I joined Toastmasters to increase my communication confidence and skills. English is my second language. After a few months, i asked my manager for opportunities in project management. My manage helped me to start doing project management part time from small maintenance release management. Then it turned into large software and hardware release management with hundreds of engineers supporting it around the globe.
After a few years doing engineering release management, due to the market ship and reorg at work, i moved into customer facing project manager role. A few years later, someone asked me if i wanted to do business operations. So i moved into business operations.
I'm sharing all this so you can see that in large IT companies you will have opportunities to try different roles. And experiences from all roles are valuable and can help you land your next role.
It is good to know what you want in the very beginning. But keep in mind, doing something as a job everyday is different from watching someone or doing it for a day.
Have an open mind and try a role you believe you will be more likely to succeed in and enjoy. Continue to re-evaluate and adjust throughout your career.
I have been at my current job for almost 30 years so the industry has changed and where before we usually a jack of all trades, when I started it if lit up on your desk and wasn't your phone you called my department. Computers have become such an integral part of all businesses now that there are so many more jobs and specialties and more popping up every day. Decide what you like and be open for what opportunities there are not only in that specific specialties but in the bordering ones, you may be specialize in Network but when working on Networks decide Cyber Security or Voice Technologies are more your taste and you can make that jump with the experience you gain not being lost. While in school seek out internships, Co-Ops or any opportunity that puts you into the work world (even if it may not be exactly what you are looking for) this will give you experience, contacts and most of all exposure to multiple disciplines which may help you decide what you want to do or sometimes more importantly what you don't want to do. My first degree is in Accounting and Specialized Management and after 9 months of being Junior Comptroller for a Manufacturing firm I decided I hated Accounting and moved into technology. I have been primarily working with Intel based technologies (Windows, Citrix, Linux, etc.) for most of the last 30 years and have recently moved into a Kanban Lead/ScrumMaster role for 2 different technology teams which is more of a hands off Agile/Project management role so you can move and sometimes you need to as the work and technology changes. Do not worry that the decisions you make today will pigeon hole you into a particular job for the rest of you life and with the rapid changes in technology and business you will more likely have to be evolving your skills and your role as you go even if you stay in the same place. In technology about 1/2 of what you know today is obsolete or non-applicable next year, so learn how to learn and embrace that and grow as you go.

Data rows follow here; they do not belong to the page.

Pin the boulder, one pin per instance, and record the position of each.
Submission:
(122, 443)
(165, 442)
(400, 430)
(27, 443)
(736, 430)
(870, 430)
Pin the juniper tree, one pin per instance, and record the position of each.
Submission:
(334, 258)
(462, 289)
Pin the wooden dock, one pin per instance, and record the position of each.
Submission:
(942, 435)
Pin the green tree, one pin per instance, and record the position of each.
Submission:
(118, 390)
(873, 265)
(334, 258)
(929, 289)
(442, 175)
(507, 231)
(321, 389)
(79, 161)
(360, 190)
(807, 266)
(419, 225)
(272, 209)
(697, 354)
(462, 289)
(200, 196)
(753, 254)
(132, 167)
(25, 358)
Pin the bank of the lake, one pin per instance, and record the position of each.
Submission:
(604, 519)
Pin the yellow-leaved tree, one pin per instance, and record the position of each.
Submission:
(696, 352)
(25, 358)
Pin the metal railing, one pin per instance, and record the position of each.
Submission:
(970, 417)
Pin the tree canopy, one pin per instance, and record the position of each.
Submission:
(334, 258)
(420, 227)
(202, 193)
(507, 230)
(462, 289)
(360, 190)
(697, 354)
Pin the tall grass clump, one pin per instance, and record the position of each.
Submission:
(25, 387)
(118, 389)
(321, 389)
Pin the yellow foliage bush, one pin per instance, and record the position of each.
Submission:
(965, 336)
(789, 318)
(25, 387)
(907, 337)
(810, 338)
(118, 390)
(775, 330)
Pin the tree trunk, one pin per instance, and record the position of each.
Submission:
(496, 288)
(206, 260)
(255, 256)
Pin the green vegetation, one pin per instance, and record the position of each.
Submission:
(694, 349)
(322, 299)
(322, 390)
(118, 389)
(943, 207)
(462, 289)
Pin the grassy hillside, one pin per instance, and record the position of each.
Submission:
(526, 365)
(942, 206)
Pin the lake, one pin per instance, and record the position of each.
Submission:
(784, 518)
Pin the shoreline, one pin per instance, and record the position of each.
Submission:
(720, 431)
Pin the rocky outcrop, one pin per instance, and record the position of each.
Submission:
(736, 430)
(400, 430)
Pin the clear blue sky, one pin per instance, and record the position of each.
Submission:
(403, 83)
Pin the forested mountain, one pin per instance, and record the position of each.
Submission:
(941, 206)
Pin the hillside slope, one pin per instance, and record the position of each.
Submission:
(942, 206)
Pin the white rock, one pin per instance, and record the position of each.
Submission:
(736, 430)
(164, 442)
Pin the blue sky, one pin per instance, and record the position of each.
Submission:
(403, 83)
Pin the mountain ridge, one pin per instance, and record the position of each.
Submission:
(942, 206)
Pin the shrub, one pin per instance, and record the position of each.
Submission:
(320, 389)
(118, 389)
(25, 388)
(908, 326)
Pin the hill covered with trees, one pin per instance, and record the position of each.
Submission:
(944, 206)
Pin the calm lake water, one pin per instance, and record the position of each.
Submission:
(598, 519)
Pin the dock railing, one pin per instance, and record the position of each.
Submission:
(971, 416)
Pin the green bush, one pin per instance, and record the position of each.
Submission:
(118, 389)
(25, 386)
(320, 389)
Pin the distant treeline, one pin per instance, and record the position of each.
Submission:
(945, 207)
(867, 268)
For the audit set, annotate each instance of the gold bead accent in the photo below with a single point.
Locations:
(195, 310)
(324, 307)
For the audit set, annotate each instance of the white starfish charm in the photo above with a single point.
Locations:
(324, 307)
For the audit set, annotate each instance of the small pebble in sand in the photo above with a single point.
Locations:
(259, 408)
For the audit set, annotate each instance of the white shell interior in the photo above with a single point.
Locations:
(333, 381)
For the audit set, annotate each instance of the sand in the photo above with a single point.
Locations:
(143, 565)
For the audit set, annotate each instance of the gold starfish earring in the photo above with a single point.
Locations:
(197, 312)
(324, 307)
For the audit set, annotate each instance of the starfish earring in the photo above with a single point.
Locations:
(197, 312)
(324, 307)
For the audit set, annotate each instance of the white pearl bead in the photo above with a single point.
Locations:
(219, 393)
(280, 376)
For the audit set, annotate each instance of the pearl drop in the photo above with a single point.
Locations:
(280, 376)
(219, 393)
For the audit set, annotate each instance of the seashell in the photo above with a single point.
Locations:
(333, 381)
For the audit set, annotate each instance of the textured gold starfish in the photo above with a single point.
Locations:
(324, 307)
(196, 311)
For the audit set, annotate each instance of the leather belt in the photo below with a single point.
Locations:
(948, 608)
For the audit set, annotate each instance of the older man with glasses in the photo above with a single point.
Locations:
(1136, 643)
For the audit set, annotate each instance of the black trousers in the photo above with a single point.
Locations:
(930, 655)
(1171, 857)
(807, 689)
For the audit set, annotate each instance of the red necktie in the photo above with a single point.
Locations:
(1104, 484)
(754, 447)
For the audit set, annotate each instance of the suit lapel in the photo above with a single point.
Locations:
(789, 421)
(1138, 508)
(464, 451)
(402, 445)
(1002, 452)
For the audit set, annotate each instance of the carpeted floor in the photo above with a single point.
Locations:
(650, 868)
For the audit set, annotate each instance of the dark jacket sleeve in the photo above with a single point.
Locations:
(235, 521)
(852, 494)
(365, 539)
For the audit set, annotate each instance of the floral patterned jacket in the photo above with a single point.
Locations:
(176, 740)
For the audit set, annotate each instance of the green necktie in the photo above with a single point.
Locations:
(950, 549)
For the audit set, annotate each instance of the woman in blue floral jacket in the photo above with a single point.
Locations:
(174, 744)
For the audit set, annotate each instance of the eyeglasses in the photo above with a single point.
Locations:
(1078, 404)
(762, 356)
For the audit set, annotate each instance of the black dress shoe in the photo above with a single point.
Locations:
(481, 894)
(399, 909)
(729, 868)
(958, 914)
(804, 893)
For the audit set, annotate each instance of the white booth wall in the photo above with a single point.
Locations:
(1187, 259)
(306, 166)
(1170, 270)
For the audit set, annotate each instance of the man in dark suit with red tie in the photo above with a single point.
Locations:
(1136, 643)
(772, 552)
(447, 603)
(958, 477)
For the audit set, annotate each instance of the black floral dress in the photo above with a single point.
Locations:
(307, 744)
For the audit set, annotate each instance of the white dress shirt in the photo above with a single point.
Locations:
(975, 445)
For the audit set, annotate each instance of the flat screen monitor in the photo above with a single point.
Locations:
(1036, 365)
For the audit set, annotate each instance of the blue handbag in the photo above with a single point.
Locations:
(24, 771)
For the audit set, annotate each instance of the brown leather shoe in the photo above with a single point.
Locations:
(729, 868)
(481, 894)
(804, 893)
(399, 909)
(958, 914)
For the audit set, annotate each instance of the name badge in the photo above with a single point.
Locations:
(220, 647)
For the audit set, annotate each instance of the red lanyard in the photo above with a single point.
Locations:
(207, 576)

I started out in IT over 25 years ago with a degree in Computer Science. I worked for some technology companies and specialized in the field of image manipulation (think rotating and cropping images). After 4 years, I joined a IT consulting company and was exposed to multiple industries including Healthcare and Manufacturing. After consulting for a few years, I joined a tech startup and went back to software development. Since then, I have been back and forth between consulting and technology companies and also full time in IT for an insurance company.
For me, there were two choices at the outset. Be a jack of all trades or specialize in a field. It helped me to build up good domain expertise in my first job which helped me get into consulting. Consulting exposes you to different industries and helps you think on your feet. So a progression from a technology company to consulting gives you a good foundation as well as a broad exposure to technologies and industries.
Based on what you enjoy, you can pick and choose as you go. But try to build up good software development habits in your first job. Good luck!
My recommendation would be to follow your interest but be willing to learn and try new areas to see if they may also be a good fit. Take any opportunity to learn or try something new, take on a new challenge and don't be afraid to fail. As long as you are open to learning and are willing to work hard, you may decide that you fit into an area that is not what you would have expected. Plus you build your network.